Sometimes pesky little details are forgotten as time passes.
This is not one of those times. The reason for this is this is not a little detail. This was glaring. Blatant. Huge.
And yet the media pretends it never happened to serve the ridiculous anti-Owens narrative.
You see, in that 2005 season that people use to claim that Owens “destroyed” the Eagles, McNabb suffered a bruised sternum in week 1. Then, in week 3, he suffered a sports hernia injury. That sports hernia injury would eventually force him to shut down his season and have surgery. The Eagles were 4-5 at that point (4-3 in the games Owens played in), and would go 2-5 in their last 7 games without McNabb to finish the season at 6-10.

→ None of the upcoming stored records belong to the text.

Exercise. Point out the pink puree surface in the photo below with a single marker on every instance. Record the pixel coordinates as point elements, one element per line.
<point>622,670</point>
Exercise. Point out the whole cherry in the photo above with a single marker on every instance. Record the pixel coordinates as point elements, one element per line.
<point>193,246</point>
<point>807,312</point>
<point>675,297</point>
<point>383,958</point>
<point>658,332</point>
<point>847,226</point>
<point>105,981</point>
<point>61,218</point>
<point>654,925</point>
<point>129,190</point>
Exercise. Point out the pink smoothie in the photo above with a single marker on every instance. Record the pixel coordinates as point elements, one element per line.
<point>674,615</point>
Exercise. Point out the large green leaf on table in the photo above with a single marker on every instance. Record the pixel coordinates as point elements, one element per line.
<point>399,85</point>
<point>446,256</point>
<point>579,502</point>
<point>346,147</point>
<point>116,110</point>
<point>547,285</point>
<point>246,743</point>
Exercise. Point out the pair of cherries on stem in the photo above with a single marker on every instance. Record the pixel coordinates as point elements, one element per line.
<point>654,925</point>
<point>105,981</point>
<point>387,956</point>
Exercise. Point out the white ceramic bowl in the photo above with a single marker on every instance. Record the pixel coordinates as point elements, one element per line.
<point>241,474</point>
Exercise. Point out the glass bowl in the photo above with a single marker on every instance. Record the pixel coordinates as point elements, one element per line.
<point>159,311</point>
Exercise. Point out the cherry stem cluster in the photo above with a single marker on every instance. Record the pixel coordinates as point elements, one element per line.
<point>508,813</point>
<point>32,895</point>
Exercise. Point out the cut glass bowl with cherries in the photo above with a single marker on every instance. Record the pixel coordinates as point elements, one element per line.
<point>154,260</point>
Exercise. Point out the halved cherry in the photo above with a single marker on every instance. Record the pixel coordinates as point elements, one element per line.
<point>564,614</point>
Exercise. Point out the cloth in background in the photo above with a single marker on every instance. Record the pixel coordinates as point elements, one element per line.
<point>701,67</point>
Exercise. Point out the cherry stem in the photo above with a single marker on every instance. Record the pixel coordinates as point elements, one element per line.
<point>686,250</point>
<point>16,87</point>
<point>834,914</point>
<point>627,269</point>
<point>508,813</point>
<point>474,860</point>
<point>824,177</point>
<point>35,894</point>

I’m still waiting for the anti-Owens folks to explain to me how Owens caused McNabb’s injuries.
The Eagles lost the week 1 game to the Falcons 14-10, in which Owens used his cancerous, divisive, disruptive abilities to cause a Falcons player to hit McNabb in the chest and injure him. They then managed to regroup to win 3 straight and go to 3-1, but not before Owens caused McNabb to suffer a sports hernia injury by dividing the locker room.
The Eagles were 4-3 when Graham Bensinger interviewed Owens and asked him about the Eagles’ record being disappointing in comparison to their usual standard.
Bensinger: What do you make of the Eagles’ 4-3 start this season?
Owens: You know, I think a lot of the injuries have played a big part into some of our losses and, you know, I just honestly feel that if Donovan wasn’t hurt as he was, our record would probably indicate a little bit better.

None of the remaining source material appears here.